Nokia earnings fall less than expected

Nokia's earnings fell less than expected in the first quarter and the company signed a final agreement to start using Microsoft…

Nokia's earnings fell less than expected in the first quarter and the company signed a final agreement to start using Microsoft software, sending its shares 3 per cent higher.

Underlying earnings per share fell to 13 cent in the three months through March from 14 cent a year earlier, beating analysts' average forecast for 10 cent.

Nokia's market share fell to 29 per cent from 33 per cent as nimbler Asian rivals ate into its dominant position in cheaper phones and it continued to lose out in more expensive smartphones to Apple and others.

To turn around its smartphone fortunes, Nokia's new chief executive Stephen Elop in February unveiled a deal to start using Microsoft software instead of its own Symbian platform.

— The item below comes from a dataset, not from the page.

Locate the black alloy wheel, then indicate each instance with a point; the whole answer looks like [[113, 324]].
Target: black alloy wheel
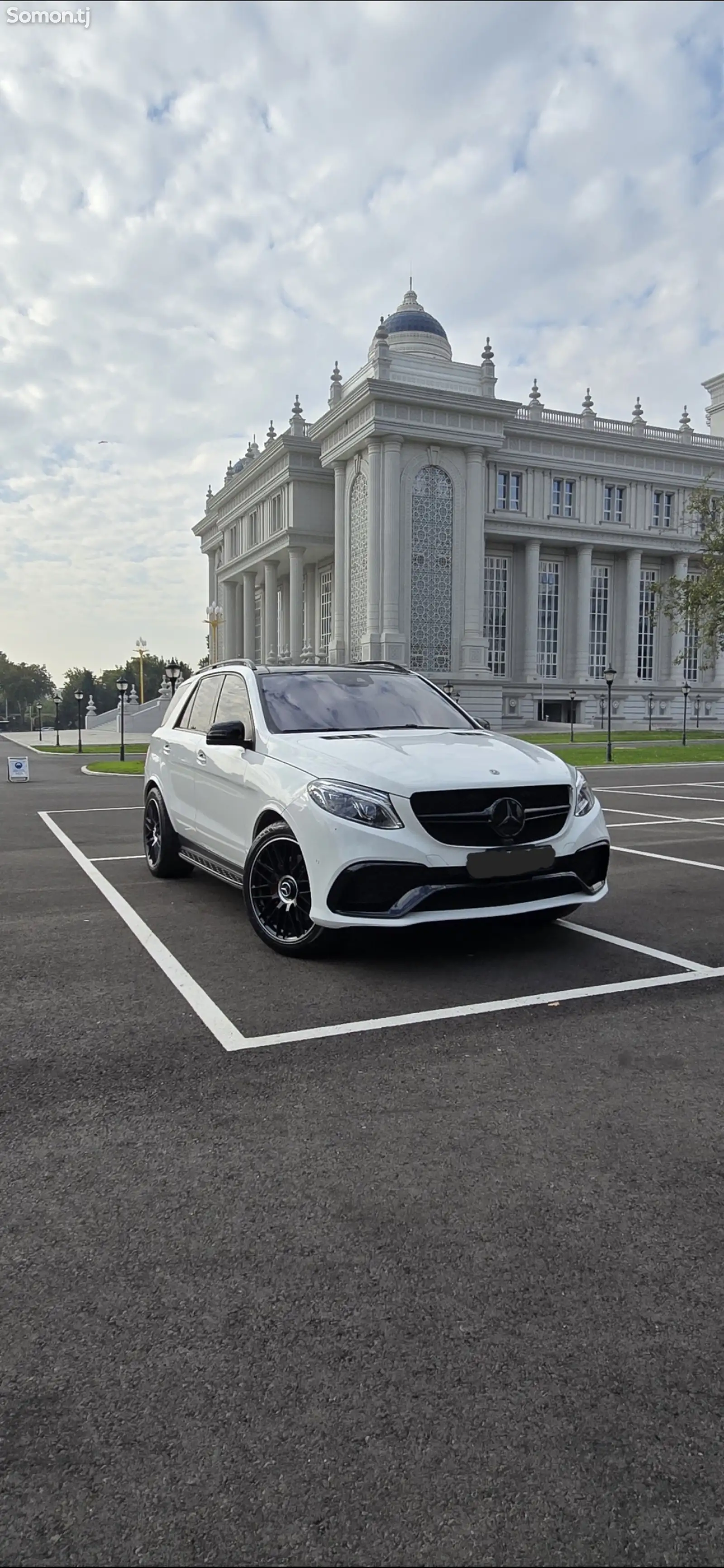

Nokia said the deal enables it to cut annual costs by around €1 billion.

"Finalisation of the agreement with Microsoft means Nokia can now focus on execution, but margin guidance underlines that difficult times lie ahead as it transitions the portfolio," said analyst Geoff Blaber from CCS Insight.

Nokia's key phone unit reported an operating profit margin of 9.8 per cent for January-March, well ahead of analysts forecast of 8.6 percent, but said for the full year the margin would fall to within a 6 to 9 per cent range.

Overnight Apple smashed Wall Street expectations and reported record quarterly iPhone sales, narrowing the gap to Nokia's smartphone volumes.

Qualcomm, the top wireless chip maker, also reported results that beat expectations and raised its outlook overnight, quelling fears of phone market slowdown.

"We expect Qualcomm ... to alter the entire handset sector sentiment after a spike in negativity in recent weeks," said analyst Tero Kuittinen from MKM Partners.

Analysts say that, despite its bigger bargaining power, Nokia is likely to be among the phone makers worst hit by the disruption to supplies from last month's devastating Japanese earthquake.

It makes 450 million phones a year, which means quick and big changes in component supply are difficult.

Nokia warned in March it would have shortages of some of its phones, but said the impact on earnings would be limited.

Nokia's smaller rival Sony Ericsson said this week there were shortages of displays, batteries, camera modules and some printed circuit boards due to the quake.